慌ただしいギルド

 わたしはさっと背から降り、魔物に声をかけてみる。


「君、だいじょう…」


「なっ、人間!? というかなんで魔物の言葉が話せて……?」


 わたしの言葉を無視し、魔物は驚きのあまり跳び上がり混乱していた。


 このままでは話が進まないので、わたしは強引に続ける。


「わたしはノアだよ。君、さっき精霊が周りで遊んでたから苦しんでたの?」


「精霊……ああ、ずっとアタシの耳元で騒いでたのよ」


「そう、大変だったね。でももう大丈夫だと思うよ。それと君、たぶんだけど魔物蝟集ビーストフロックに巻き込まれちゃった?」


「ああ、お前――いや、アナタは神獣なの? でも人間の神獣なんて聞いたことが……」


「わたしは神獣じゃないよ。ただの人間」


「なら……なんで魔語で話せるの」


 一々答えてもいいけど、今はわたしに時間がない。


 あまり遅くに帰るとルカ達に怒られるからだ。


「聞きたいことがあるのはわかるけど、わたしはすぐに帰らなくちゃいけないの。ごめんね」


「そう、なら仕方ないわね。助けてくれたこと、心から感謝するわ」


 意外とすぐに引いた彼女に、わたしは驚いてしまう。


 それが伝わったのか、魔物が不機嫌そうに言ってきた。


「何を驚いているの?」


「いや、意外とすぐ引いてくれたなって」


「当たり前でしょ? アタシだってバカじゃないわ。時間がないって言ってるんだし、アナタと戦うなんてごめんよ」


「敵意がなければ別に殺すことはしないけど…」


 そう、わたしは魔物にもいいやつがいることを知ってる。


 だけど人間達が住む町とかの近くにいる魔物は知能が低く、本能なのかすぐに襲ってくるのだ。

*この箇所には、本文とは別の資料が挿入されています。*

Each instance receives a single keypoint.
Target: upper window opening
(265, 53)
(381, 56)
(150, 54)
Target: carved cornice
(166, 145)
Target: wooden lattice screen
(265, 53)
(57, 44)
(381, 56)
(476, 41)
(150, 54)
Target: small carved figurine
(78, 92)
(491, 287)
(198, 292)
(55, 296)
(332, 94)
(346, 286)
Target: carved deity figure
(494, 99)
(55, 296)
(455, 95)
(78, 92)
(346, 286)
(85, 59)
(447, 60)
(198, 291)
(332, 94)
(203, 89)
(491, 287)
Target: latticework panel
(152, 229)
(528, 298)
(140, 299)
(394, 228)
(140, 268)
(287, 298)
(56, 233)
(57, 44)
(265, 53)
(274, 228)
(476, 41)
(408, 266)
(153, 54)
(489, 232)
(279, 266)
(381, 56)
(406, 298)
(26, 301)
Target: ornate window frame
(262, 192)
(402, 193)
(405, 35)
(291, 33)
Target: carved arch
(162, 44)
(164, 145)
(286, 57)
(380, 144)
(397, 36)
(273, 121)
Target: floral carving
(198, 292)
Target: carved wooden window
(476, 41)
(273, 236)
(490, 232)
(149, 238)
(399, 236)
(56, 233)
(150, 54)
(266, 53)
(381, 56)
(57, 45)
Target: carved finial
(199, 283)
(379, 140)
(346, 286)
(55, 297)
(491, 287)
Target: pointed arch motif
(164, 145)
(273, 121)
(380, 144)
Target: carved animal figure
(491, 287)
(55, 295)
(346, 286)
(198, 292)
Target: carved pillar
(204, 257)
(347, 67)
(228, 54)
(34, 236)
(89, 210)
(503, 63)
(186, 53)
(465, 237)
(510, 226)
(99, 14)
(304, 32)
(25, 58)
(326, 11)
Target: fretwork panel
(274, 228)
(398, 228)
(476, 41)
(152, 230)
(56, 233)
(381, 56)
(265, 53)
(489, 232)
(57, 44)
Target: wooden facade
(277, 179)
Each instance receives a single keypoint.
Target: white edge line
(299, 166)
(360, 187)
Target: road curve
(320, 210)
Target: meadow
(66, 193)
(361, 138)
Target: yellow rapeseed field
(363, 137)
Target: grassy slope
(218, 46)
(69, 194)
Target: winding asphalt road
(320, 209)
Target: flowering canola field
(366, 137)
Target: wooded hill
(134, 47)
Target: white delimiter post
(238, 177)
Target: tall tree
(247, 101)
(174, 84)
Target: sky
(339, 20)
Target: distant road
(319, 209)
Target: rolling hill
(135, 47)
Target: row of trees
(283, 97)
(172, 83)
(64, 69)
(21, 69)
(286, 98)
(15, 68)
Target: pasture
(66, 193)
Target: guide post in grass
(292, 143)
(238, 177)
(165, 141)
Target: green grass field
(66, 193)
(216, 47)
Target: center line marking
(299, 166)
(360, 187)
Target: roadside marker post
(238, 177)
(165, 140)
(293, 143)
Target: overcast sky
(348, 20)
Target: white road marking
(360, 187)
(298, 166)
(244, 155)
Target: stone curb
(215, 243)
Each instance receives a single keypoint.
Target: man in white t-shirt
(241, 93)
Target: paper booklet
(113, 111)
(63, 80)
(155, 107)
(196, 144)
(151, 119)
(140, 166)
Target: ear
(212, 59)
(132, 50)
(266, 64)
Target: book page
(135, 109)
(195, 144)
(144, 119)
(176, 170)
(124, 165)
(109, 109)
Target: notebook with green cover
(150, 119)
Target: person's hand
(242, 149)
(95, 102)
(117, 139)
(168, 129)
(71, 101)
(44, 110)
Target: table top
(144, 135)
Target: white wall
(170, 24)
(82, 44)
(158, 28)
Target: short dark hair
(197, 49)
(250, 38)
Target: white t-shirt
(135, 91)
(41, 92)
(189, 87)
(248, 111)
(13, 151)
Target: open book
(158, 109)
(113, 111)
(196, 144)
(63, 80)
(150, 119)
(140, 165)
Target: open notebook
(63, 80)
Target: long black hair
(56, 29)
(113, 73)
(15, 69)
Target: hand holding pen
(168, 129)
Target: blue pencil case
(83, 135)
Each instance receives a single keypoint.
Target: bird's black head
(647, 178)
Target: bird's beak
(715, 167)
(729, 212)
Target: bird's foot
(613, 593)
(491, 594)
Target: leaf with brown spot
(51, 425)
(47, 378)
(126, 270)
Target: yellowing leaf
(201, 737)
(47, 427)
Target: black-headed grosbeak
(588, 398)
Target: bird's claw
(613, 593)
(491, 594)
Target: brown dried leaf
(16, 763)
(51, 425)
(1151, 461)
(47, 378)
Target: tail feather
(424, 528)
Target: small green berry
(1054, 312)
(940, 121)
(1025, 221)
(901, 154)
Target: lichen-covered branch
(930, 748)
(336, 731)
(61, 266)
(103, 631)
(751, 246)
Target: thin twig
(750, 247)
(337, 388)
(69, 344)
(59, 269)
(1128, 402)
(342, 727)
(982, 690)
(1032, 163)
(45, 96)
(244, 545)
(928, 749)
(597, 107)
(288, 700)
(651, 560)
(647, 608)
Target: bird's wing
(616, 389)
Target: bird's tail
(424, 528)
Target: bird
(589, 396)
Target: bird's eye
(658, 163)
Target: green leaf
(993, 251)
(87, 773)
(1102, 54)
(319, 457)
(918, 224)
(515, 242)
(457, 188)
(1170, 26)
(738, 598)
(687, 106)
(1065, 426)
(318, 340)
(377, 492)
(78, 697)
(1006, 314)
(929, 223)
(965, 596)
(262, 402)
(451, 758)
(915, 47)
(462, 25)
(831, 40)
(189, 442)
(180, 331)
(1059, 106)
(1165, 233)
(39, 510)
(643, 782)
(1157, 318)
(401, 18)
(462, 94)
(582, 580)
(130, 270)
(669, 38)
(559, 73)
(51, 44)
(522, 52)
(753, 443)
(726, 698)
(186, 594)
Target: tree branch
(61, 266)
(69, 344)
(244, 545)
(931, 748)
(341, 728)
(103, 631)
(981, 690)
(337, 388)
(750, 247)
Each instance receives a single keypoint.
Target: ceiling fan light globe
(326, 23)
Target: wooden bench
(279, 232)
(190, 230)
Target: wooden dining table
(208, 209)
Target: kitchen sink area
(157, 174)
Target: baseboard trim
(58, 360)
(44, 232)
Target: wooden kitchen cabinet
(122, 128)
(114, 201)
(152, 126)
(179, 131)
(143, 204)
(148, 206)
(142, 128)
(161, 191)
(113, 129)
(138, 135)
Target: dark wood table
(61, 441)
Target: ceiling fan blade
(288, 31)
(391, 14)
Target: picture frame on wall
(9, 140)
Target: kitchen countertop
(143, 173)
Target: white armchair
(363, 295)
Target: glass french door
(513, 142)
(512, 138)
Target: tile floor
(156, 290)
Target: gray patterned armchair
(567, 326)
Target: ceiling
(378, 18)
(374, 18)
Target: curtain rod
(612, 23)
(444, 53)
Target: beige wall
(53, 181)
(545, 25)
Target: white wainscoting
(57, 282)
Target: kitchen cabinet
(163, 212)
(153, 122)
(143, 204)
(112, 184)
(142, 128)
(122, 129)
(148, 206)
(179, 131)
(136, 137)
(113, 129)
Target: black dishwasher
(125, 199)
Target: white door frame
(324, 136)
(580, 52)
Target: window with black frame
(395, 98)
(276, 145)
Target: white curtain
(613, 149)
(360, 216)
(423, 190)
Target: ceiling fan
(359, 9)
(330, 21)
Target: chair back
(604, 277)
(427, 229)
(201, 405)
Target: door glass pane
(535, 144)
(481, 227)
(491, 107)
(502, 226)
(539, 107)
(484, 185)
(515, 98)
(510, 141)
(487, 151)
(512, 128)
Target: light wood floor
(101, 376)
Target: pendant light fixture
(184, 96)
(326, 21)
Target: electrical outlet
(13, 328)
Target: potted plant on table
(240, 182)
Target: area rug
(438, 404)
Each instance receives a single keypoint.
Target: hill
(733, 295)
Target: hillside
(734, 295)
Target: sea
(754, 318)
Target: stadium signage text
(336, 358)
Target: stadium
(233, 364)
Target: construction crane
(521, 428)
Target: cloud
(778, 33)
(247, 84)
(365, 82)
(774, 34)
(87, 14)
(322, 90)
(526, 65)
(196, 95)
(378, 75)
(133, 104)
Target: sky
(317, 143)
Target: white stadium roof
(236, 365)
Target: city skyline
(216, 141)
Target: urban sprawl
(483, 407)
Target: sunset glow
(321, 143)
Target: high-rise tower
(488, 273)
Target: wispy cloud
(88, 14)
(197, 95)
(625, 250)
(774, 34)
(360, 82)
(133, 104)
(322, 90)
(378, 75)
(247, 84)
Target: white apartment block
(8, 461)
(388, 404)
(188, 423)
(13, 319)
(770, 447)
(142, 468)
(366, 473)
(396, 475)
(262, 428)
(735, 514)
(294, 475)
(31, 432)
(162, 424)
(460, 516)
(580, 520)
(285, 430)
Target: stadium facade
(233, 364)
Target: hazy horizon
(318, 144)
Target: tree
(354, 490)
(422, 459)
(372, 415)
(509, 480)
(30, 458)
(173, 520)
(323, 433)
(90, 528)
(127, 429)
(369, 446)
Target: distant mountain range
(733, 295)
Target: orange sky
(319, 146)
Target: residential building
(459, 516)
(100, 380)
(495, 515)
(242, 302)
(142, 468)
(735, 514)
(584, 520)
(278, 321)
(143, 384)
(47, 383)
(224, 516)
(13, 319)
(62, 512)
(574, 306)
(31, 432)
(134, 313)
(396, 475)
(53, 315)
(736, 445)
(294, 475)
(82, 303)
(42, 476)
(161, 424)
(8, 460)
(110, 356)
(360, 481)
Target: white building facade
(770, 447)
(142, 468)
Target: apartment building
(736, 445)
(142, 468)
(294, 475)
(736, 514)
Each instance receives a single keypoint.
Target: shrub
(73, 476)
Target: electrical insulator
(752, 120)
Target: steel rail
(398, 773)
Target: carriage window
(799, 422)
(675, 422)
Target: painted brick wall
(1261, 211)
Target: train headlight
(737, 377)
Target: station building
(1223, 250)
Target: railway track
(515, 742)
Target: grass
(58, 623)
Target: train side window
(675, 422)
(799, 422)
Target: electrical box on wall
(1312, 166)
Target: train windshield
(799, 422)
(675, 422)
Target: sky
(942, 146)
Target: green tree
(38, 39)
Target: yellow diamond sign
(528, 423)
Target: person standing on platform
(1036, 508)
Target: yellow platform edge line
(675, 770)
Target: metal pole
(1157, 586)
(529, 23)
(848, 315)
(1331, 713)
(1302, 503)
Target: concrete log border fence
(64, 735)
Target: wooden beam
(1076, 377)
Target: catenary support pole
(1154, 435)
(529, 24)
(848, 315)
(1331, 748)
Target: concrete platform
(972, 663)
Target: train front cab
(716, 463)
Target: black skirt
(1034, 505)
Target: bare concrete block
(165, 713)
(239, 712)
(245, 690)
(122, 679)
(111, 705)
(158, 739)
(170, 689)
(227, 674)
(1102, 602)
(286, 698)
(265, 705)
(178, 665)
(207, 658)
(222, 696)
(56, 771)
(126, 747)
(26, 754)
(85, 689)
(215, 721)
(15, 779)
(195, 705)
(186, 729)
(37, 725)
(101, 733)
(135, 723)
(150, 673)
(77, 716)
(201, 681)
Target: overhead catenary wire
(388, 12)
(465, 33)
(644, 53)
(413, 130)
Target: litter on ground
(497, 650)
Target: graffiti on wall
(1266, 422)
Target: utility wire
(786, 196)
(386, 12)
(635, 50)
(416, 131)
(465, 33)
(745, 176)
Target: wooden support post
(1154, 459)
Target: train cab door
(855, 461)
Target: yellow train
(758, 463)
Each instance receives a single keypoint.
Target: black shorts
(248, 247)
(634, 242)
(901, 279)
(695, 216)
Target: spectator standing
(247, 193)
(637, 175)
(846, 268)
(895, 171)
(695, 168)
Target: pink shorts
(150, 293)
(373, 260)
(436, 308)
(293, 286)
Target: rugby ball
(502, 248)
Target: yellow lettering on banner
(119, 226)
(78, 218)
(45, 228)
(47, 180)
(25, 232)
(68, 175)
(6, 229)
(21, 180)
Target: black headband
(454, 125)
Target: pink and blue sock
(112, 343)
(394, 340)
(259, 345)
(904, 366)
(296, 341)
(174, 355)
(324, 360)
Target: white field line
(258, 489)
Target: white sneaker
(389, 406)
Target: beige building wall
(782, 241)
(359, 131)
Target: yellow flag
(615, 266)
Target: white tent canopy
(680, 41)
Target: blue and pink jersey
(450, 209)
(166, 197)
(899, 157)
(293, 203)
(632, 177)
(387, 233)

「なら良かったわ。正直アタシ、アナタに勝てる可能性微塵もないだろうから」


 魔物は本当に安堵したように息をつく。


 彼女と話していると、わたしは早く帰らなくちゃいけないことを思い出した。


 急いで踵を返し走り出そうとするが、彼女に何も聞いていないことに気づく。


「ごめん、そろそろわたし帰るね。あと、君はなんていうの?」


「アタシはバトルホース。それじゃ、気をつけて帰りなさいね」


「うん。またね、バトルホース!」


 腕を大きく振り別れを告げると、わたしはバトルホースに背を向け町まで大急ぎで走った。


 結局、フェルとは会えなかった。


 だけど魔物の友達が増えたことで、わたしは焦りと共に嬉しさも感じていた。


「はぁ、はぁ、はぁ、はぁ」


 元々戦闘で息が上がりかけていたわたしは、宿の前につく頃には肩で息をしていた。


「さ、さすがに疲れた……。早くベッドで寝よっと」


 部屋に入るとルカはもう起きており、腕を組んで足をかつかつと鳴らせていた。


 そうだ、ルカは早起きだったんだ……。


 ボロボロの血塗れで帰ったわたしは、その後正座で説教を受けるはめとなったのだった。



   ◇◇◇



 翌日。


 わたしはルカの長い説教の後は深い眠りにつき、起きたらお昼前。


 急いで支度を済ませ、わたし達はお昼ご飯を食べた後ギルドに向かっていた。


 実は朝にアリスが訪ねてきたらしく、今動ける状態にあるDランク以上の冒険者は、皆ギルドに呼び出されているらしい。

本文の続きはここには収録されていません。